Bonfire of Flowers

Event Date: 
17 Jul 2019

A staged reading of a new play by Emma Whipday, inspired by the true story of the ‘Belvoir witches’, at 5.30pm on Wednesday 17 July, at the Anatomy Museum, King’s College London.

 

Two sons - both died in infancy by wicked practice and sorcery

Monument to Henry and Francis Manners, St Mary the Virgin’s Church, Bottesford

 

Witches three, that to that castle came…

“Damnable Practises of Three Lincolneshire Witches”(1620)

 

In 1619, Joan Flower and her illegitimate daughters Margaret and Philip were condemned for bewitching the sons of the Earl and Countess of Rutland. Employed at Belvoir Castle to assist preparations for the visit of King James, they were accused of abusing the hospitality of their master and mistress, and committing magical murder.

 

Their crimes were reported in a news pamphlet and a broadside ballad, which construct how the Flowers women engaged in transgressive behaviour:Margaret walked at ‘unruly’ hours and ‘purloined’ small goods; Philip was accused of using magic to seduce a farmer’s son; and Joan was known for cursing and unbridled speech.
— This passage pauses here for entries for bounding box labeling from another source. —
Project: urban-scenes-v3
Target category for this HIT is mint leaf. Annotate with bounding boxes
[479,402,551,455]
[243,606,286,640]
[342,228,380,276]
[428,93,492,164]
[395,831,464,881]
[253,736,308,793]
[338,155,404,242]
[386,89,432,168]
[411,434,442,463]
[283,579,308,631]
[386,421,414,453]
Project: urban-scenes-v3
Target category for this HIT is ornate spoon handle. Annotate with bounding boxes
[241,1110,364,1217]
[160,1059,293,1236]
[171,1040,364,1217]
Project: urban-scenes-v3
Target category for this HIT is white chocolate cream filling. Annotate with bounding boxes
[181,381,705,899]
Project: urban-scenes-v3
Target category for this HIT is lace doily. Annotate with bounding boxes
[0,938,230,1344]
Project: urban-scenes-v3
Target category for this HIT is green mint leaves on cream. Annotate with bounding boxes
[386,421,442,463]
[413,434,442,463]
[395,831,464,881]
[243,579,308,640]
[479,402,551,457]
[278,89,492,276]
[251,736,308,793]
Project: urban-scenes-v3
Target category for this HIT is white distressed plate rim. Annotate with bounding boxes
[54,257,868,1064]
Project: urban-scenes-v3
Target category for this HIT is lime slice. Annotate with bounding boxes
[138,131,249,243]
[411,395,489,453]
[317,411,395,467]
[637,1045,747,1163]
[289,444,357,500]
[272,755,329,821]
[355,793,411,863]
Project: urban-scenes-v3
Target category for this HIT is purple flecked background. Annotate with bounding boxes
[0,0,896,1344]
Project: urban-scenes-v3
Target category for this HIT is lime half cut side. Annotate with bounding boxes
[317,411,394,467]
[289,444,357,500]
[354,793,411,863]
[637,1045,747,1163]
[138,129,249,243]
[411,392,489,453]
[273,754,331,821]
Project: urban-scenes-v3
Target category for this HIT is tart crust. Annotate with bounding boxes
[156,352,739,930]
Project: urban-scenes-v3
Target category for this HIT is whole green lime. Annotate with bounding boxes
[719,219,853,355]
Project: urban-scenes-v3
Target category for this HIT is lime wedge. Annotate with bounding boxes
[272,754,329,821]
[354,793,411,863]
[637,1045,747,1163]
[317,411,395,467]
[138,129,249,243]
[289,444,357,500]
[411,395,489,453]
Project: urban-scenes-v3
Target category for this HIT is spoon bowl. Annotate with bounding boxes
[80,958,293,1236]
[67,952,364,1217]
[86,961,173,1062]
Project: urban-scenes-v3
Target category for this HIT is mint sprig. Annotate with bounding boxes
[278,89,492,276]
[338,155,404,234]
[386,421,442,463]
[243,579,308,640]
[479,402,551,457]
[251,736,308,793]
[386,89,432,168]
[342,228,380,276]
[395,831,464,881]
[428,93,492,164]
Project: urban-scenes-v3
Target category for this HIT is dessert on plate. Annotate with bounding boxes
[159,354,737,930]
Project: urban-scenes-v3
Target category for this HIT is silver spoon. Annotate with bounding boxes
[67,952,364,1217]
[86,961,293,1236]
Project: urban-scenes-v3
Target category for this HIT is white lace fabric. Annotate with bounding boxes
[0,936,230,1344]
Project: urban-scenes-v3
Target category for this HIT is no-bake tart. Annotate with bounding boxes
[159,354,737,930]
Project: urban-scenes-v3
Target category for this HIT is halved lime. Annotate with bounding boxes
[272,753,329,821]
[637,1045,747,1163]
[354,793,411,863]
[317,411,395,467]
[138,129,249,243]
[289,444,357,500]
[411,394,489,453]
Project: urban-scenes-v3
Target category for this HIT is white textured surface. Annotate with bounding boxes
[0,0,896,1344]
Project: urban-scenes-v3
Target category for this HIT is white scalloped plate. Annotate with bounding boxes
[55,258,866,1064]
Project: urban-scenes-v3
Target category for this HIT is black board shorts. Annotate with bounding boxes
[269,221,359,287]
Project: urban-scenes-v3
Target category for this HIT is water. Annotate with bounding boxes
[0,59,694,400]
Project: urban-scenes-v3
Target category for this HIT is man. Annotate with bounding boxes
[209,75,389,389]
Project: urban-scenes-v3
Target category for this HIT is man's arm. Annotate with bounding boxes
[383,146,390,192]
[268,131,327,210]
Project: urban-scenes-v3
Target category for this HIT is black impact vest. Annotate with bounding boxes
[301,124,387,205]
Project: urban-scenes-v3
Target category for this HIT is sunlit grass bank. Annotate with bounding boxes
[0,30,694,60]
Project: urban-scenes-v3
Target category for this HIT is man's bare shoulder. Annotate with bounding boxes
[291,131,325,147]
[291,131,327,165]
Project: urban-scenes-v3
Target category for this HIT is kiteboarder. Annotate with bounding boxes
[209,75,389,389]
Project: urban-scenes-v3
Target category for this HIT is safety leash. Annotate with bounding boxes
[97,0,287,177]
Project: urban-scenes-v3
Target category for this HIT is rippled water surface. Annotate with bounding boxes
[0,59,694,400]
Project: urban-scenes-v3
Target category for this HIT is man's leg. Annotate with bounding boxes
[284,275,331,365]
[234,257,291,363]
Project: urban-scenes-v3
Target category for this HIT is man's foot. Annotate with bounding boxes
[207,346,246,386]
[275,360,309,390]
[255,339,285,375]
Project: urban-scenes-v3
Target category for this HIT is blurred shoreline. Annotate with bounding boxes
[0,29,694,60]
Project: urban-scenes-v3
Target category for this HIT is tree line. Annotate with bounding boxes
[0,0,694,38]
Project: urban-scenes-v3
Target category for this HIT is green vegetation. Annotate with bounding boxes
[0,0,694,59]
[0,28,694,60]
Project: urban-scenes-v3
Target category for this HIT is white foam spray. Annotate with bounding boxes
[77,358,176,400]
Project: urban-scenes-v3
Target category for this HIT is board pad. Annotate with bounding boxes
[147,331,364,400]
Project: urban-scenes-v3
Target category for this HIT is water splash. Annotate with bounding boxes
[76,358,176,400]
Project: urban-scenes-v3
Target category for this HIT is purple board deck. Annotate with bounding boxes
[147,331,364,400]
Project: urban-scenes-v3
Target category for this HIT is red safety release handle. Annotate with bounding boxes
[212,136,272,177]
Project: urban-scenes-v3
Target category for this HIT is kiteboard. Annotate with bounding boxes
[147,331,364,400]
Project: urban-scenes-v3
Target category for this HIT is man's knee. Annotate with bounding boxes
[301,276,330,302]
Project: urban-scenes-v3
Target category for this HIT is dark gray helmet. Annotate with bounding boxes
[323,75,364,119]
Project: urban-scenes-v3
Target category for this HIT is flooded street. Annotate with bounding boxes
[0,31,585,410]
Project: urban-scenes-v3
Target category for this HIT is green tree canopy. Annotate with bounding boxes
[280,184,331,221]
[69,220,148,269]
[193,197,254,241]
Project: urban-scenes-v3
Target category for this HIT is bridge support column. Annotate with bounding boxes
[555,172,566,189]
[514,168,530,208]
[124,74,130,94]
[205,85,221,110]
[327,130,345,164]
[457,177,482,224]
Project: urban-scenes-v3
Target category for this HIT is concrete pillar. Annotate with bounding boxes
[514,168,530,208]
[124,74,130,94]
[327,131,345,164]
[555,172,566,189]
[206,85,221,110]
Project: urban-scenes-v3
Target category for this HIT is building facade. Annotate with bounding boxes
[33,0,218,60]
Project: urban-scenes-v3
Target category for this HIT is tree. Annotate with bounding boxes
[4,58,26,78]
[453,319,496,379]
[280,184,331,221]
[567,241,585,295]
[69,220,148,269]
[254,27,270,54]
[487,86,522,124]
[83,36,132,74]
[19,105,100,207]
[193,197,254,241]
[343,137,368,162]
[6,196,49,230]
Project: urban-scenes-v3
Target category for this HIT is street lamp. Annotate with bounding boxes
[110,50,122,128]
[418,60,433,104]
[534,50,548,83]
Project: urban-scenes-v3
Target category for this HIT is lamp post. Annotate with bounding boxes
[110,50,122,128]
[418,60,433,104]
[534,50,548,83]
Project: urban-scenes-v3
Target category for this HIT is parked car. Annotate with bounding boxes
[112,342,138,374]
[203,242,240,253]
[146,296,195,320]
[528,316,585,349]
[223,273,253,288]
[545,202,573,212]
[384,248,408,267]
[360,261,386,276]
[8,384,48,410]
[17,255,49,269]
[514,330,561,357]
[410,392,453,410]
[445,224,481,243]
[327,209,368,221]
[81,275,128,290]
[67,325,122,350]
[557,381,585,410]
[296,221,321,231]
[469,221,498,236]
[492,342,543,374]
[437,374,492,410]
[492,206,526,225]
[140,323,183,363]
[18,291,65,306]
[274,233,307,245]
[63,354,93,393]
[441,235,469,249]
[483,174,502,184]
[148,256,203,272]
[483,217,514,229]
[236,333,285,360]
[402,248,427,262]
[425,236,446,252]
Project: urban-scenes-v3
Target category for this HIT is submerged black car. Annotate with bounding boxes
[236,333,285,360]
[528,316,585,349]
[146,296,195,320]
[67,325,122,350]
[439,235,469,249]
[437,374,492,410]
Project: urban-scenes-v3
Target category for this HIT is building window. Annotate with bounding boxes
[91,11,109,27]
Directed by Asia Osborne, and starring Robbie Capaldi, Beth Eyre, Maryam Grace, and Hilary Tones, this new play weaves together early modern witchcraft accounts to reimagine the voices of the poor, illiterate, and ostracised Flower women, and the social pressures that shaped their stories and led to their deaths. Bonfire of Flowers explores how the anxieties that condemned three unruly women still resonate today, exploring the audibility of women’s voices; the condemnation of female sexuality; and the demonisation of the choices of the poor and dispossessed.